As pretty as a picture. As subtle as a brick.

I've been waiting for Sea of Solitude ever since it was first announced at E3 back in 2018. Cornelia Geppert, the creative lead behind the game and its development studio Jo-Mei, took to the stage and talked for several minutes about the game. She was excited and nervous, and passionate about what she was saying and the game she was talking about. Behind her on a screen was a small boat bobbing on the tide of a sunken city. I was sold. That was all it took.
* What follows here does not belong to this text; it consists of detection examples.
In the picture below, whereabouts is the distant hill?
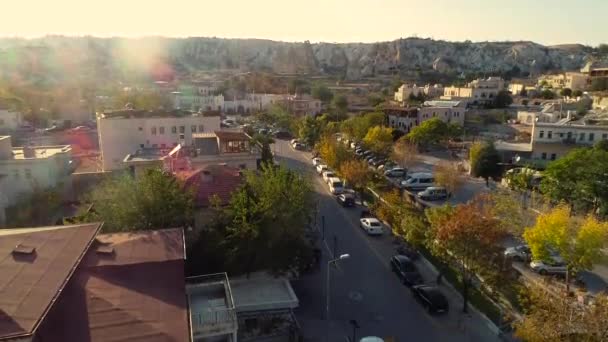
[0,36,605,84]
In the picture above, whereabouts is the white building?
[97,109,220,171]
[0,108,23,133]
[0,136,73,226]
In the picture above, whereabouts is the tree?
[363,126,393,155]
[340,159,371,198]
[540,89,555,100]
[333,95,348,114]
[514,286,608,342]
[492,90,513,108]
[523,205,608,286]
[427,196,505,312]
[434,161,464,194]
[540,148,608,217]
[312,84,334,103]
[469,142,501,184]
[559,88,572,97]
[85,169,194,232]
[392,137,418,168]
[298,116,321,147]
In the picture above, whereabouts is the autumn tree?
[523,205,608,290]
[363,126,393,155]
[85,169,194,232]
[392,137,418,168]
[514,286,608,342]
[340,159,371,198]
[427,195,505,312]
[434,161,464,194]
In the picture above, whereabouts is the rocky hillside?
[0,37,603,79]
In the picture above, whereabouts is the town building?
[384,101,466,134]
[97,109,220,171]
[0,136,75,227]
[0,106,23,134]
[441,77,505,106]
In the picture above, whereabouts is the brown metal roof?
[0,223,101,340]
[36,229,190,342]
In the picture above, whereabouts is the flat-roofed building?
[97,109,220,171]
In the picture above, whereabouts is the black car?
[391,255,422,286]
[336,193,355,207]
[412,285,449,313]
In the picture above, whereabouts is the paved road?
[273,141,502,342]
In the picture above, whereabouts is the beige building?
[0,136,74,226]
[97,109,220,171]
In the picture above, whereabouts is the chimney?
[201,170,213,183]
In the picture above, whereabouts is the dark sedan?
[336,193,355,207]
[391,255,422,286]
[412,285,449,313]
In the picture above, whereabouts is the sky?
[0,0,608,46]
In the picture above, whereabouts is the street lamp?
[325,254,350,322]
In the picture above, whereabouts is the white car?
[530,256,568,275]
[359,217,384,235]
[322,170,336,183]
[317,164,329,175]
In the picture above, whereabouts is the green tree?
[559,88,572,97]
[312,84,334,103]
[469,142,501,184]
[523,205,608,292]
[298,116,321,147]
[84,169,194,232]
[427,196,505,312]
[363,126,393,155]
[332,95,348,115]
[540,148,608,216]
[492,90,513,108]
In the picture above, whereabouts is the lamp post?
[325,254,350,322]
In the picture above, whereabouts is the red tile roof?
[0,223,101,340]
[176,165,242,207]
[37,229,190,342]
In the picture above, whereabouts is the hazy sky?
[0,0,608,45]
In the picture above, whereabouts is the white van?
[401,172,435,191]
[327,177,344,195]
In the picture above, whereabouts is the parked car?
[401,172,435,191]
[321,170,336,183]
[418,186,450,201]
[336,192,355,207]
[390,255,422,286]
[384,167,407,178]
[317,164,329,175]
[327,177,344,195]
[530,256,568,276]
[359,217,384,235]
[412,285,449,313]
[505,245,532,261]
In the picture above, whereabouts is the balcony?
[186,273,237,341]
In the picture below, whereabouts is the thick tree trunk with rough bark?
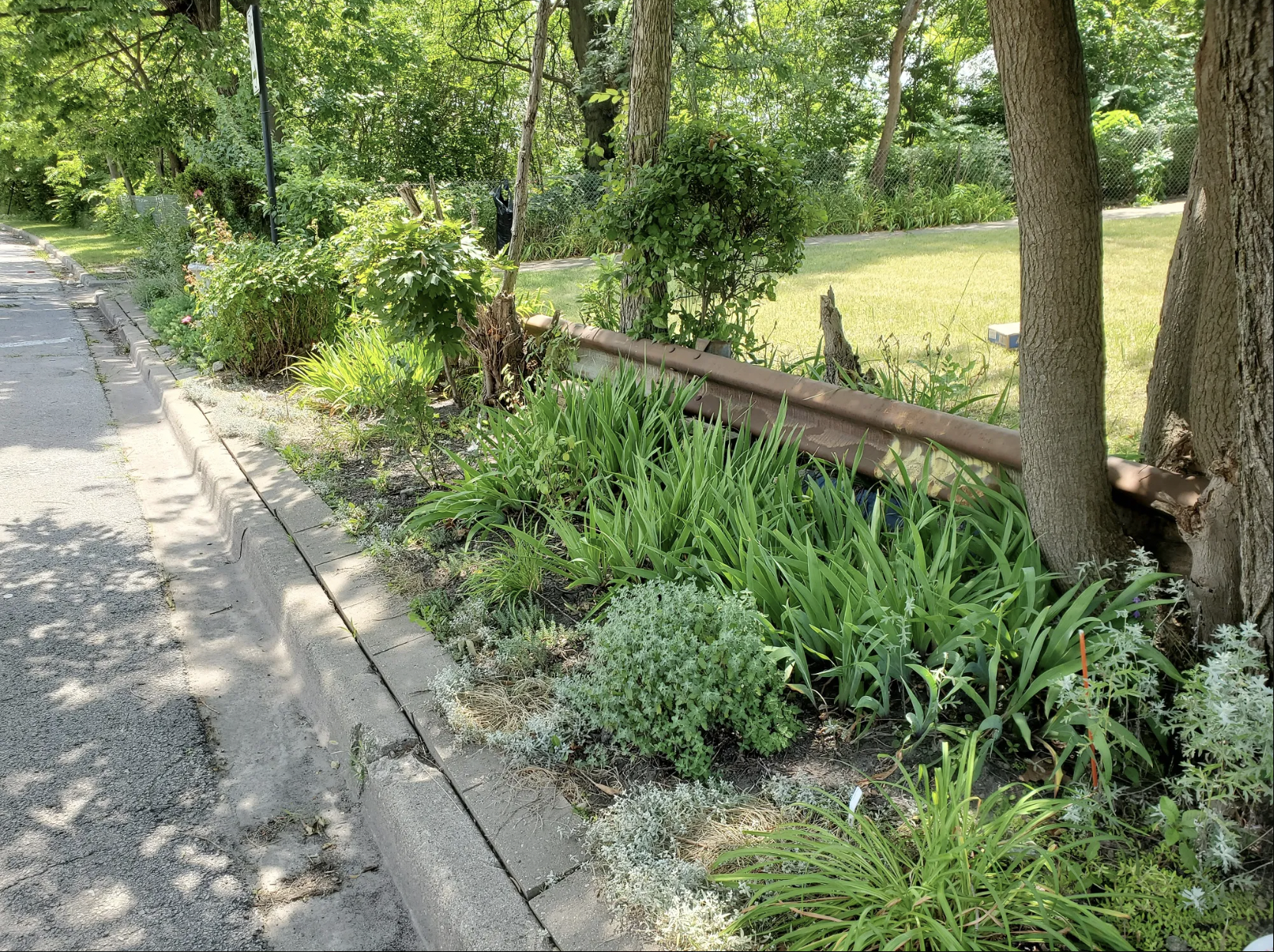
[1217,0,1274,655]
[987,0,1128,580]
[619,0,673,333]
[872,0,920,189]
[566,0,619,169]
[1141,2,1241,636]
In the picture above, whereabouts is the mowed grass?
[0,217,137,271]
[518,215,1180,455]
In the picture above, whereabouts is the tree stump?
[465,293,526,406]
[818,287,862,389]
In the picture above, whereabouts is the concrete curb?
[97,291,642,950]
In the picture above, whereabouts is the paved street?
[0,237,419,950]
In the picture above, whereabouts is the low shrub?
[597,120,805,350]
[333,199,493,354]
[1153,622,1274,875]
[585,781,754,950]
[146,292,204,359]
[195,238,340,376]
[129,215,191,311]
[716,743,1133,950]
[1098,848,1268,950]
[563,581,796,777]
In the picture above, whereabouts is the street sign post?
[247,2,279,245]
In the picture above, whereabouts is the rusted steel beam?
[525,315,1200,508]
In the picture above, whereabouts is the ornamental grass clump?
[192,230,340,376]
[714,742,1131,950]
[563,581,797,777]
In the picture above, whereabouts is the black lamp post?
[247,2,279,245]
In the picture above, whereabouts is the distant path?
[521,202,1185,274]
[0,237,420,952]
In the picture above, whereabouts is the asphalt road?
[0,237,418,950]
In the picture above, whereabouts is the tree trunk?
[1141,2,1241,636]
[987,0,1128,581]
[872,0,920,189]
[619,0,673,333]
[500,0,556,294]
[1218,0,1274,656]
[818,287,862,387]
[566,0,619,169]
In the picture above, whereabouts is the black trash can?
[491,179,514,254]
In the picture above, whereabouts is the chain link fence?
[120,121,1197,260]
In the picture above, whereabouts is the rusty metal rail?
[525,315,1200,507]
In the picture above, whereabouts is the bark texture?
[619,0,673,331]
[566,0,619,169]
[1141,4,1241,636]
[464,292,526,405]
[493,0,556,294]
[987,0,1128,580]
[872,0,920,189]
[818,287,862,389]
[1217,0,1274,655]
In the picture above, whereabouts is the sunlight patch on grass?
[0,218,137,271]
[518,215,1180,454]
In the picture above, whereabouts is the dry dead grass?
[252,856,341,910]
[452,678,553,734]
[677,800,783,869]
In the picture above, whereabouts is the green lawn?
[0,217,136,271]
[518,215,1180,454]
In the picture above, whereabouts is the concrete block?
[363,754,550,950]
[410,708,585,898]
[270,489,337,535]
[531,869,655,952]
[292,525,363,566]
[986,321,1022,350]
[358,614,433,658]
[341,589,410,632]
[315,554,385,608]
[372,637,456,703]
[225,437,337,538]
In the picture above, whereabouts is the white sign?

The game itself is a graphically stylised exploration of a flooded city. Dark monsters scream abuse and block off your route - it's down to you to navigate the flooded streets until you can find a place to disembark and then to follow a source of light until you confront one of the larger monsters. It's light environmental puzzling and light platforming - and if I'm honest it requires little skill or ability to overcome it. It's enjoyable, but it's light touch in terms of its gameplay offering... but weirdly for a game, that's fine. As daft as it sounds, the gameplay isn't what this game is about; Sea of Solitude is an exploration of mental health, and how loneliness affects us in different ways and for different reasons. Protagonist Kay feels loneliness for one reason; her brother Sunny experiences it for totally different reasons. Her parents were lonely together. As Cornelia herself said in that initial reveal, loneliness turns people into monsters - and Sea of Solitude turns that concept into a literal gameplay truth. It's probably the most direct confrontation of mental health issues in a game that I've played since Hellblade: Senua's Sacrifice - and it's as harrowing in its own way. This is a game that hits you in the feels, and leaves you contemplating it hours after the end credits have rolled. Where Hellblade depicts an inner conflict with brutal violence and a sense of despair, Sea of Solitude utilises subject matter that is uncomfortably close to home - and probably is for all of us.

I knew what Sea of Solitude was about heading into it - what I wasn't expecting was how much it would actually make me stop and look at my own life. Personally, I have my ups and downs. I often feel that my highs aren't as high as those of other people and my lows are a little bit lower; as though my internal scale has just been dropped down by a few feet in comparison to everyone else. I consider myself lucky; I look around and see plenty of people who have it far worse than me. Sea of Solitude really resonated most with me when I looked at other people around me through the prism of light it cast. Kay's parents were the ones that really did it - her mother desperately wanting to please her father as some form of self-validation, her father wanting only to escape from the prison he's built for himself - they reminded me so much of my own parents in the run-up to their split and divorce a few years back that I found it decidedly uncomfortable to participate in. That life event, in spite of happening when I was in my mid-30's with a family of my own, knocked me for six so hard that I ended up seeking counselling over it - my world view left shaken and battered. Sunny's torture at the hands of school yard "friends" also elicited some uncomfortable memories - although of nothing as bad as what Sunny has experienced. The takeaway of the game, I think, is that we can all be a source of one another's pain - and we can all be a source of one another's comfort, and that sometimes no amount of communication changes a damn thing. That, and the need to embrace ourselves - our light AND our darkness - in order to understand who we are.

As Sea of Solitude deals with difficult subject matter, a lot has been said in the games media about the manner in which it does so. Some have criticised the game for its lack of subtlety - depression and loneliness represented by a darkness with the "answers" to them being represented by light. As metaphors go it is certainly cliched and debatably lazy - however it is apt and one that can be mapped onto gameplay reasonably successfully. It's been picked for a reason; even if that reason is maybe a combination of easy accessibility and path of least resistance. But at this early point in using games to cover such subject matter though, I think this is something that we can (and should) let slide. It's the sort of mechanic that several games from now we'll be moving away from as the language of games evolves to better cover the spectrum of meaning we want these games to convey. It's not a perfect game - but it feels like a stepping stone on the long path for both the developer AND games' way into handling these more sensitive topics. Ultimately, I think the point of Sea of Solitude is less the game itself but more a further step to normalising the conversation around mental health - and in the case of the latter, every little helps.